Use dispatch conferences to hold seminars on standard protocols.
At this point, the Strategic Plan is complete. Unfortunately, the work is just beginning. The group must
still prioritize the strategies applicable to each business function, as well as come to an agreement on
which of the strategies addresses the most pressing needs. Time, schedule, and funding, of course, tend
to dictate how many strategies are acted upon at any one time. So does the willingness and desire of
the individuals within the group.
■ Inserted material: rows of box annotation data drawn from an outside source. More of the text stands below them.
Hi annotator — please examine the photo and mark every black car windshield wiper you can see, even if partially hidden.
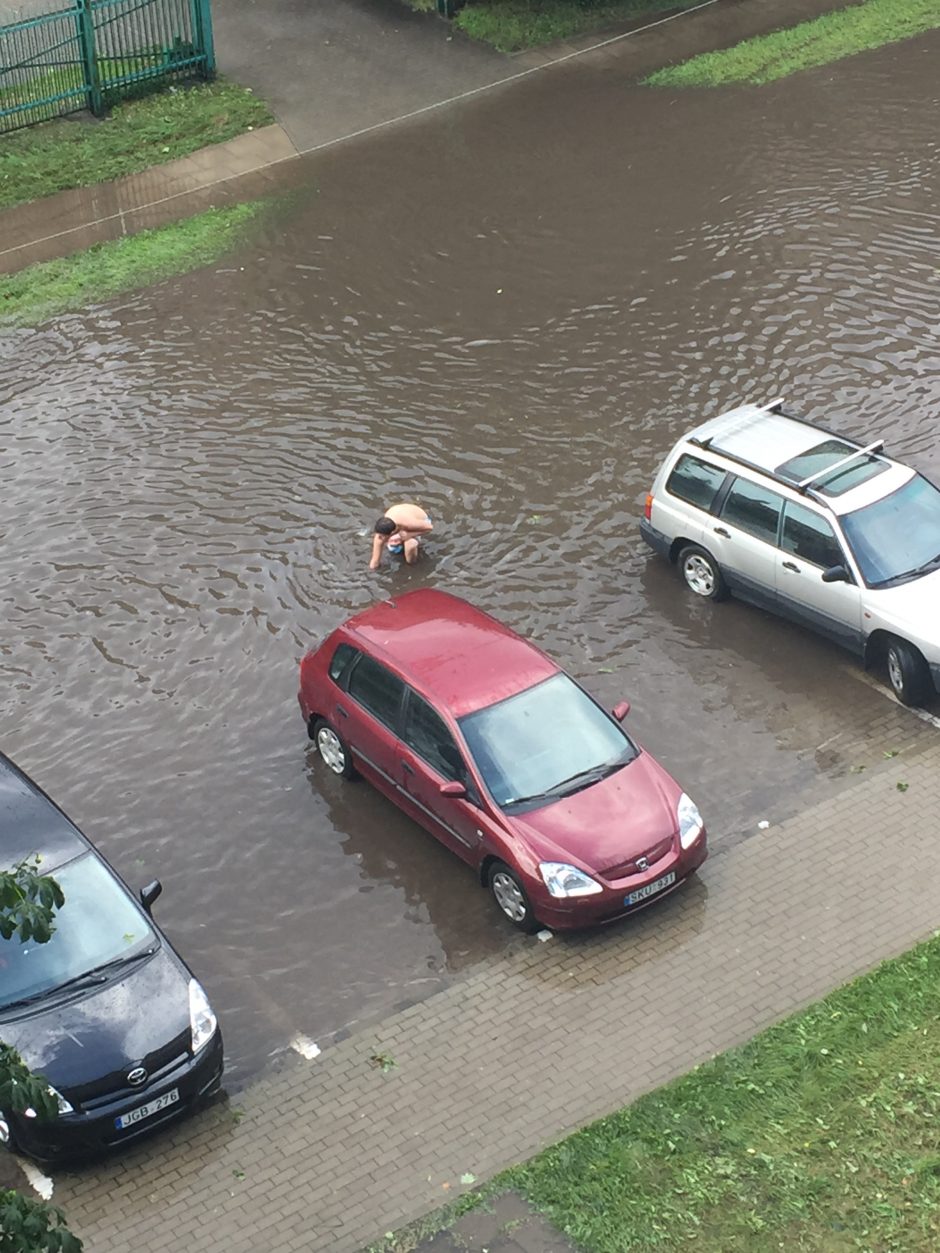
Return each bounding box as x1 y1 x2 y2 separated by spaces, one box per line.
66 945 157 991
884 553 940 583
503 758 632 806
1 945 157 1010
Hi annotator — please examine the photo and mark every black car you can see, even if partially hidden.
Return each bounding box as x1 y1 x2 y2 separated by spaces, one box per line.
0 753 222 1162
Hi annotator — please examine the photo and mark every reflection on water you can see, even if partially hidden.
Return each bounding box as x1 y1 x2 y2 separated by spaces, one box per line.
0 43 940 1076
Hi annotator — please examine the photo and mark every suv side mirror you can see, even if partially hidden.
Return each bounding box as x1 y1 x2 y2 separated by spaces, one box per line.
140 878 163 913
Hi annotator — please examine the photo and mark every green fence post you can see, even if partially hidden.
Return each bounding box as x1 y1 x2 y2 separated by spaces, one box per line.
75 0 104 118
192 0 216 78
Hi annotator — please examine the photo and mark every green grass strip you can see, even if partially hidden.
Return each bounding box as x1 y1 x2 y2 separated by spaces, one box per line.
645 0 940 86
0 200 269 326
499 938 940 1253
0 80 274 208
454 0 701 53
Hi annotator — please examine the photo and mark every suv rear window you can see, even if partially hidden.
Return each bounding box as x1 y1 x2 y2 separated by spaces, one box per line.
666 452 726 510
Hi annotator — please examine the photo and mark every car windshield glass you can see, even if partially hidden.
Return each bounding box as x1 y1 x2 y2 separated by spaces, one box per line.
842 475 940 586
0 852 155 1009
460 674 637 806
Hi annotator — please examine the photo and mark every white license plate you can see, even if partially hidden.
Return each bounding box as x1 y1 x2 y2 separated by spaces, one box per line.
114 1088 179 1131
623 870 676 905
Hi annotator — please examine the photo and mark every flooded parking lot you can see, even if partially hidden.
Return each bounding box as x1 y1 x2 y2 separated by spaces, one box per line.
0 36 940 1084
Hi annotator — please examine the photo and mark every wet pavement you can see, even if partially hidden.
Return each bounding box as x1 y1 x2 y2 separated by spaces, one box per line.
0 24 940 1089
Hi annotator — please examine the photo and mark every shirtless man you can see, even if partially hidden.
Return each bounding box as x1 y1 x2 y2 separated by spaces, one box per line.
368 501 434 570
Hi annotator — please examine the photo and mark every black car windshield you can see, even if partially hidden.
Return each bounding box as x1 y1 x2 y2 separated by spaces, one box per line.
842 475 940 586
460 674 637 807
0 852 157 1009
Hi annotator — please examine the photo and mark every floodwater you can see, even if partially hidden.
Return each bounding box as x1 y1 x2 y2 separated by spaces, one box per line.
0 41 940 1084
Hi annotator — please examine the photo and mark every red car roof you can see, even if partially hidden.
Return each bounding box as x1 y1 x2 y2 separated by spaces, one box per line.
346 589 559 718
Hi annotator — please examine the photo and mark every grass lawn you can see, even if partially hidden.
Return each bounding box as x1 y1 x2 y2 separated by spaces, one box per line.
446 0 701 53
0 80 274 209
645 0 940 86
0 200 269 328
376 937 940 1253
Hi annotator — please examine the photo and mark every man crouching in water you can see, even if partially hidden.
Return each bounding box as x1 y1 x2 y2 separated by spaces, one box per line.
368 501 434 570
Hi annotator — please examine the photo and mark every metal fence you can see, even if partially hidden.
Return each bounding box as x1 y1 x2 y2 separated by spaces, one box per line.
0 0 216 132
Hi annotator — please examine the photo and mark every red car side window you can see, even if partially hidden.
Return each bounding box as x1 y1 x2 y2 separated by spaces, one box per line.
346 653 405 730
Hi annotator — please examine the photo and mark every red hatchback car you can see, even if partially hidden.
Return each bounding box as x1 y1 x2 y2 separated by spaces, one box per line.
298 590 707 931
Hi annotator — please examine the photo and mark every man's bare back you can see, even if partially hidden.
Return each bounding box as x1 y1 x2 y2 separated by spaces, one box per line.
368 501 434 570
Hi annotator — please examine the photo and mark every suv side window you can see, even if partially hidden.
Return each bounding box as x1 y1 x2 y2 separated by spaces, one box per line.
781 500 845 570
666 452 726 510
330 644 356 684
347 653 405 730
401 692 466 783
721 479 783 544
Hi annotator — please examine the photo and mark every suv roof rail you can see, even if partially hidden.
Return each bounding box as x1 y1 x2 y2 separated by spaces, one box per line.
797 440 885 491
688 400 885 499
688 436 816 496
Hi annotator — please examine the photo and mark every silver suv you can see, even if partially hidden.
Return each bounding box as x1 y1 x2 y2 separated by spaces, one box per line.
640 401 940 704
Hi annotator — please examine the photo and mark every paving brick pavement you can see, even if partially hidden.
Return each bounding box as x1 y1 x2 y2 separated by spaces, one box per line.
31 712 940 1253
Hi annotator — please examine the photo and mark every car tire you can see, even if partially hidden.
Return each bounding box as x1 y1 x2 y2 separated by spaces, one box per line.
486 862 540 935
313 718 357 779
885 639 932 705
679 544 728 600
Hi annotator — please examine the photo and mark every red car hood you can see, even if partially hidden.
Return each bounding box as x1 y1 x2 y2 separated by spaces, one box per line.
511 753 682 873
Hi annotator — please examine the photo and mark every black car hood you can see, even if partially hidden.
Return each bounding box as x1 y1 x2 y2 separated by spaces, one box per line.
0 941 191 1093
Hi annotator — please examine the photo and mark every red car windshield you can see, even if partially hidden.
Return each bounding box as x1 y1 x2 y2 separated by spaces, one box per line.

Each must have a stake and must be willing to engage the work that
must be done.
On the next page are examples of the strategic planning process at work.
Goal 1: Decision Support
Decisions are supported by robust applications and technologies that ably model and describe the
wildland fire environment.
Objectives
Technologies and applications adequately
describe the fire environment.
Factors Critical to Success
Relevant case studies are identified.
Case studies describe critical NW fire events.
Completed case studies exist and are
accessible.
Decision support services are readily
available.
Adequate cadre of practicing fire analysts
and tech specialists exist.
Decision-makers effectively frame risk
decisions through consistent use of fire
analysis.
Decision-makers well-informed on the utility
and use of fire analysis exist.
Practitioners have uniform and easy access to
decision-support tools.
Web-based decision-support tools and/or
tech permissions universal across the
wildland fire agencies.
Barriers
Agency IT differences.
Travel/training funding.
Availability of decision-makers.
Strategies
A. Develop feedback mechanisms for
existing analysis methods and
technologies.
B. Develop mechanisms for eliciting
critical case studies.
C. Establish case study standards.
D. Establish methods for cataloging,
storing, and disseminating case studies.
E. Integrate with existing Agency
Administrator/Line Officer workshops
and conferences.
F. Develop AA/LO workshops and
conferences that target specific fire
analysis issues or experiences.
G. Develop web-based training systems for
using fire analysis in risk-based
decision-making.
H. Engage IIOG for uniform access and
availability of decision-support tools.